Forget wireless or portable phone chargers, a pair of engineering students from Duke University have created a device that could charge a phone’s battery using Wi-Fi.
Metamaterials are engineering structures and capable of harvesting various forms of wave energy. The Metamaterial arrays work in the same way to control how waves move around the structure, making it possible to capture and harvest them, and their energy. By arranging certain materials in a particular shape and pattern, the properties of those materials can combine to become approximately a ‘super’ material.
Using the aforementioned method, with the help of professor of electrical and computer engineering, Steven Cummer, two engineering students named Allen Hawkes and Alexander Katko from Duke University‘s Pratt School of Engineering have created a device that captures wave signals. They used five fiber-glass and copper energy conductors wired together on a circuit board to create a metamaterial array. The energy from these waves are then converted to an electric current. Be noted, the amount of voltage the device creates is higher than in USB chargers.
Hawkes and Katko has designed this device to harvest the energy from microwaves. They claim that their five-cell metamaterial can convert the waves into 7.3 volts with an efficiency of 36.8 per cent.

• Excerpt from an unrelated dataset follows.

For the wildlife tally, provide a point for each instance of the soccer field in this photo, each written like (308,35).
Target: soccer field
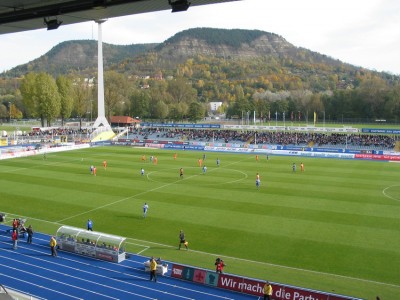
(334,227)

By comparison, USB chargers for phones and other small devices provide around 5 volts.
Now, the students are saying that a similar device like this could one day be fitted to phones and other small electronic devices and be used to charge phones using Wi-Fi signals.
Katko said, “It’s possible to use this design for a lot of different frequencies and types of energy, including vibration and sound energy harvesting.” He also said that a metamaterial coating could also be applied to the ceiling of a room and used to redirect lost or dropped Wi-Fi signals.